This week, two students from the Mississippi School for Math and Science read poems they wrote on “Rural Voices Radio,” a Mississippi Public Broadcasting program.
The program is a two-minute segment that airs on MPD during Fresh Air. During that segment, a student reads a poem or short prose piece he or she has written about growing up in Mississippi.
During Tuesday’s segment, senior Sumayia Young, of West Point, read her piece “The Crooked Letter” about memories of her grandmother. Thursday featured junior Adam Stewart, from Brookhaven, read his piece, “Flea-Hop Farm.”
Young and Stewart are two of 13 students from Emma Richardson’s creative writing class at MSMS who submitted pieces of writing to Mississippi Writing/Thinking Institute (MWTI), which partners with MPB to produce Rural Voices Radio. Volunteers at MWTI go over each submitted piece from students from around the state and give them feedback so they can be featured on the radio.
“Some of them get a response that you are ready to record, and some of them, get the response of, ‘Please revise and focus just on this part or just on that part or expand on this part a little more,'” Sherry Swain, former director of MWTI and current volunteer with Rural Voices Radio, said. “No child gets an absolute refusal.”

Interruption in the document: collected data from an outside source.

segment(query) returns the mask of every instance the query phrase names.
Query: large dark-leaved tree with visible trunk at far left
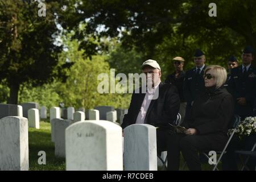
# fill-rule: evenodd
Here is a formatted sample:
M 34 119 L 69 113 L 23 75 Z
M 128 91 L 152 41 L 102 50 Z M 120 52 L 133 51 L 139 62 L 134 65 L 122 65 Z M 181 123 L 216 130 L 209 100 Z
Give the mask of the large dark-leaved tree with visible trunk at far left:
M 64 70 L 72 65 L 59 63 L 62 47 L 54 44 L 61 4 L 47 2 L 46 16 L 39 17 L 38 3 L 0 0 L 0 80 L 10 88 L 9 104 L 18 104 L 20 84 L 43 85 L 55 77 L 64 81 Z

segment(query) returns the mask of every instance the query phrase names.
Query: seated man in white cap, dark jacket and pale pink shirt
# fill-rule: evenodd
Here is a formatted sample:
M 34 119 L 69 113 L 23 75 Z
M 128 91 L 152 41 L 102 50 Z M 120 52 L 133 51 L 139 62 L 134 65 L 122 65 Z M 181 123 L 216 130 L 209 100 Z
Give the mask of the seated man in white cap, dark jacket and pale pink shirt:
M 176 86 L 161 82 L 161 69 L 155 60 L 144 61 L 142 72 L 147 77 L 147 92 L 143 93 L 142 87 L 139 88 L 139 92 L 137 92 L 138 90 L 134 90 L 128 113 L 125 114 L 121 126 L 122 129 L 135 123 L 156 126 L 158 154 L 160 155 L 162 151 L 166 150 L 168 154 L 168 151 L 172 147 L 170 146 L 170 142 L 168 142 L 170 132 L 172 131 L 171 125 L 176 120 L 180 107 L 179 94 L 177 93 Z M 151 87 L 153 92 L 148 87 Z M 158 97 L 152 100 L 151 98 L 154 98 L 157 92 Z M 152 95 L 154 96 L 152 97 Z

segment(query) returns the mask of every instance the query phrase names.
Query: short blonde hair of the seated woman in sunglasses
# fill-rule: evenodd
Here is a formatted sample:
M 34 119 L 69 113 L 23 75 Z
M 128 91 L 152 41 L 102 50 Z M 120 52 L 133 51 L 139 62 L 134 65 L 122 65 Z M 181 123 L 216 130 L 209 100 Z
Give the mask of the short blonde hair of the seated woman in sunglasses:
M 226 69 L 219 65 L 208 66 L 207 68 L 205 68 L 204 74 L 205 73 L 210 73 L 210 75 L 214 76 L 217 89 L 224 85 L 226 82 Z

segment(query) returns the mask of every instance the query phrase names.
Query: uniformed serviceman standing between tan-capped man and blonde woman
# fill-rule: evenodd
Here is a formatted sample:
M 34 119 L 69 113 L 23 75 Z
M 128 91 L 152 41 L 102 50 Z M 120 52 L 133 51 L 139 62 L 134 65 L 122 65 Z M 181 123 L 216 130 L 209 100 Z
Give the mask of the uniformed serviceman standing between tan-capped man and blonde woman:
M 195 68 L 188 70 L 185 73 L 185 80 L 183 86 L 183 92 L 185 101 L 187 101 L 186 114 L 191 110 L 193 101 L 196 96 L 201 92 L 204 92 L 204 70 L 207 67 L 205 65 L 205 55 L 200 49 L 196 49 L 194 55 Z

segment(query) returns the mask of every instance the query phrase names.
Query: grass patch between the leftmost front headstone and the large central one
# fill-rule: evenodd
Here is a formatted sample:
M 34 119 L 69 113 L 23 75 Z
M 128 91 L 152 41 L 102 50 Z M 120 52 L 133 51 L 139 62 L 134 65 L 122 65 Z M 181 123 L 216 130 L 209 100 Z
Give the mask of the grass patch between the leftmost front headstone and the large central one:
M 40 121 L 40 129 L 28 128 L 29 162 L 30 171 L 63 171 L 65 159 L 56 158 L 54 155 L 54 143 L 51 142 L 51 124 L 49 120 Z M 46 165 L 39 165 L 39 151 L 46 152 Z

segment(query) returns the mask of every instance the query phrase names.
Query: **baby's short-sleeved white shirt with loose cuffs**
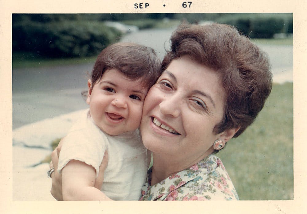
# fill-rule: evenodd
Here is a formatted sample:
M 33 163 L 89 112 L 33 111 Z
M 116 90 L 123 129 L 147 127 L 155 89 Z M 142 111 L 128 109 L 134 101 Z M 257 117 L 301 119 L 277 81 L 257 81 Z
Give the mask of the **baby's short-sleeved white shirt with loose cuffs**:
M 79 160 L 93 166 L 97 177 L 105 150 L 108 165 L 101 191 L 116 201 L 139 200 L 147 175 L 147 152 L 139 130 L 107 135 L 94 124 L 88 109 L 64 138 L 58 171 L 70 160 Z

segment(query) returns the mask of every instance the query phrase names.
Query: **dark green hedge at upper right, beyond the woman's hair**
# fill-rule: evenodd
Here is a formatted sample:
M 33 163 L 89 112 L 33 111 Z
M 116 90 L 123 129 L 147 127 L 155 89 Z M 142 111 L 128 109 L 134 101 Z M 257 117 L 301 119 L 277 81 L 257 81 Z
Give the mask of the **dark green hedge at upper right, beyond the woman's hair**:
M 293 17 L 288 14 L 231 14 L 216 20 L 235 26 L 250 38 L 272 38 L 275 33 L 293 33 Z

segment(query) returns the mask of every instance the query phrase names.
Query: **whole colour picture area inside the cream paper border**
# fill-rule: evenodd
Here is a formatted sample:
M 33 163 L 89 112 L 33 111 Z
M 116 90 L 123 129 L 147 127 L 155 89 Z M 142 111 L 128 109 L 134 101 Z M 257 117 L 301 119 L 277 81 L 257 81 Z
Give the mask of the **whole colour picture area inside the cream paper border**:
M 13 201 L 294 199 L 293 13 L 11 27 Z

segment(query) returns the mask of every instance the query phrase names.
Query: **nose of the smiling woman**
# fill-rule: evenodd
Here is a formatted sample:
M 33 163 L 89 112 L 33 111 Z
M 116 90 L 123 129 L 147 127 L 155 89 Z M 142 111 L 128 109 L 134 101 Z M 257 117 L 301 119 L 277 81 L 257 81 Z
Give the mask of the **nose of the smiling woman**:
M 162 114 L 169 115 L 171 117 L 178 117 L 180 115 L 180 97 L 176 94 L 170 96 L 164 96 L 160 102 L 160 111 Z

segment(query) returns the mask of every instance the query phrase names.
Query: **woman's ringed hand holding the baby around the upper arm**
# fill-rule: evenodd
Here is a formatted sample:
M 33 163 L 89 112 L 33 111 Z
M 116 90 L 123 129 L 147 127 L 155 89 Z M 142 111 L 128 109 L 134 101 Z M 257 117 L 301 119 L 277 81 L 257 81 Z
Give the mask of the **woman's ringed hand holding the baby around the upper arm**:
M 51 173 L 51 180 L 52 180 L 52 185 L 51 185 L 51 190 L 50 193 L 51 195 L 58 201 L 63 201 L 63 195 L 62 195 L 62 177 L 57 171 L 57 166 L 59 162 L 59 156 L 60 156 L 60 151 L 62 148 L 62 144 L 64 142 L 64 138 L 61 139 L 59 145 L 52 151 L 51 153 L 51 162 L 50 162 L 50 168 L 54 168 L 54 171 Z M 95 180 L 95 185 L 94 187 L 97 189 L 101 189 L 102 184 L 103 184 L 103 177 L 104 177 L 104 170 L 107 168 L 108 164 L 108 153 L 105 151 L 103 160 L 99 166 L 99 174 L 98 177 Z

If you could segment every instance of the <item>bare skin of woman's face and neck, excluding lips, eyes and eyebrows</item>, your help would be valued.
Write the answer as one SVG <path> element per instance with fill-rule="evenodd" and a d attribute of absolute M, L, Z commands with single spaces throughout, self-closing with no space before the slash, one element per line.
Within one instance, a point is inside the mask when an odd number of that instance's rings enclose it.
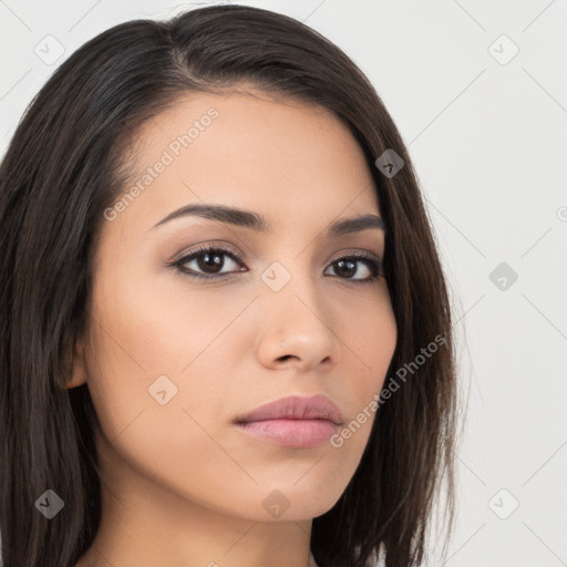
<path fill-rule="evenodd" d="M 79 567 L 308 567 L 312 518 L 347 487 L 374 414 L 341 447 L 282 447 L 231 420 L 322 393 L 349 423 L 393 355 L 385 279 L 358 282 L 372 276 L 368 264 L 351 279 L 333 264 L 355 251 L 382 258 L 383 231 L 322 237 L 331 221 L 380 216 L 363 154 L 329 111 L 250 91 L 184 96 L 137 133 L 132 184 L 210 107 L 218 117 L 190 146 L 102 219 L 91 340 L 70 382 L 87 383 L 101 423 L 102 522 Z M 197 216 L 152 228 L 196 203 L 261 214 L 271 231 Z M 227 256 L 221 271 L 235 274 L 217 281 L 166 267 L 202 244 L 240 251 L 247 270 Z M 279 291 L 260 278 L 274 261 L 291 276 Z M 203 272 L 196 260 L 185 267 Z M 148 393 L 161 375 L 177 386 L 164 405 Z M 262 505 L 272 491 L 289 504 L 279 517 Z"/>

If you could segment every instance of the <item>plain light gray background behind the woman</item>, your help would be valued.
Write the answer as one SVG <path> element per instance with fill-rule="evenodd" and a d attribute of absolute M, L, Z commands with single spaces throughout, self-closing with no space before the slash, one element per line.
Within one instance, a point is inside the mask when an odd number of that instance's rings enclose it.
<path fill-rule="evenodd" d="M 37 91 L 86 40 L 207 3 L 0 0 L 0 155 Z M 409 144 L 457 306 L 468 396 L 445 565 L 567 565 L 567 1 L 240 3 L 292 16 L 341 47 Z M 48 34 L 64 48 L 52 65 L 34 52 L 55 53 Z M 509 62 L 503 34 L 519 49 Z M 518 275 L 512 285 L 489 279 L 501 262 Z"/>

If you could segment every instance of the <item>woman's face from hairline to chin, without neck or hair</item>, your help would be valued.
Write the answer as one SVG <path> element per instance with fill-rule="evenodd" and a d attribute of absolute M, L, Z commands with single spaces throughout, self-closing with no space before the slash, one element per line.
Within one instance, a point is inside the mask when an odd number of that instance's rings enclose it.
<path fill-rule="evenodd" d="M 381 390 L 396 326 L 374 277 L 382 229 L 328 234 L 380 217 L 360 147 L 322 107 L 262 96 L 186 97 L 137 133 L 127 195 L 101 218 L 85 377 L 114 478 L 269 522 L 333 506 L 374 413 L 340 446 L 321 420 L 234 421 L 321 394 L 347 426 Z M 247 213 L 164 220 L 190 205 Z"/>

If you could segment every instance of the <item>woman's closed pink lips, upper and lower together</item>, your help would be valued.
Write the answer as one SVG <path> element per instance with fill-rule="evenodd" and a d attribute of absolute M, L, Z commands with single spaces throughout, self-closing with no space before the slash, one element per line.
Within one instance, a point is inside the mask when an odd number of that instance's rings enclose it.
<path fill-rule="evenodd" d="M 291 395 L 257 408 L 234 421 L 239 431 L 288 447 L 324 443 L 342 425 L 342 414 L 324 395 Z"/>

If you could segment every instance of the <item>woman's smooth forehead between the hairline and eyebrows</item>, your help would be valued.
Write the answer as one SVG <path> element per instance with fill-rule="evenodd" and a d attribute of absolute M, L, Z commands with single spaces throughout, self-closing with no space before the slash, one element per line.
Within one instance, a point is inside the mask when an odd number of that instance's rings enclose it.
<path fill-rule="evenodd" d="M 275 225 L 379 214 L 360 146 L 316 104 L 260 92 L 192 94 L 146 122 L 135 141 L 125 190 L 138 190 L 122 216 L 145 226 L 199 202 L 257 210 Z"/>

Swain was the director of MWTI in 2003 when the program began. She, along with Suzanne Thompson, a teacher-consultant with MWTI, and Bob Holland, a program manager at MPB, got Rural Voices going.
The program is great for students of all ages to get feedback on their writing, as well as get an audience, a deadline and a time constraint, Swain said. Volunteers from the program travel to the schools and record the students reading their pieces. The writers — who range from first- and second-graders to college-age students — get to run through their pieces before being recorded.
Last spring, Richardson learned of the program and encouraged her students to enter pieces.
“It’s excellent,” she said. “It’s wonderful because all writers write for an audience.”
Thirteen of Richardson’s students submitted 17 pieces.
“We were pleased and gratified that the pieces really had very few editing suggestions,” Richardson said.
Only some of the students who submitted pieces were recorded because the weekend Rural Voices came to MSMS was a weekend that many students were home for Mother’s Day.
Stewart’s piece is about his grandparents’ farm. The poem describes the hard work which they did and how they conveyed emotions through their work rather than through words, all of which he remembers from watching them when he was younger.
Stewart said the staff who set up the recording equipment and worked with the students were helpful when Stewart was trying to figure out how to voice his piece. Carly Sneed, a junior from Pontotoc who has three pieces recorded by Rural Voices Radio, said the staff gave her a lot of tips on how to read her pieces aloud as well.
“It was very relaxed,” she said. “They were very open to us making mistakes and then doing it again.”
One of Sneed’s poems, “Atlas,” has also won the Eudora Welty Award for Creative Writing at the University of Mississippi and Eudora Welty Ephemera Prize Competition for High School Students at Mississippi University for Women. “Atlas,” like Sneed’s other pieces, is about the South.
“I think the South has a very complex identity and as someone growing up here, it’s very important for me to try and understand it,” she said.
Sneed also credited MSMS with encouraging her and helping her to craft her writing.
“We’re all good readers, that’s how we got in,” she said. “What MSMS does is take good readers and make good writers. I never wrote before MSMS.”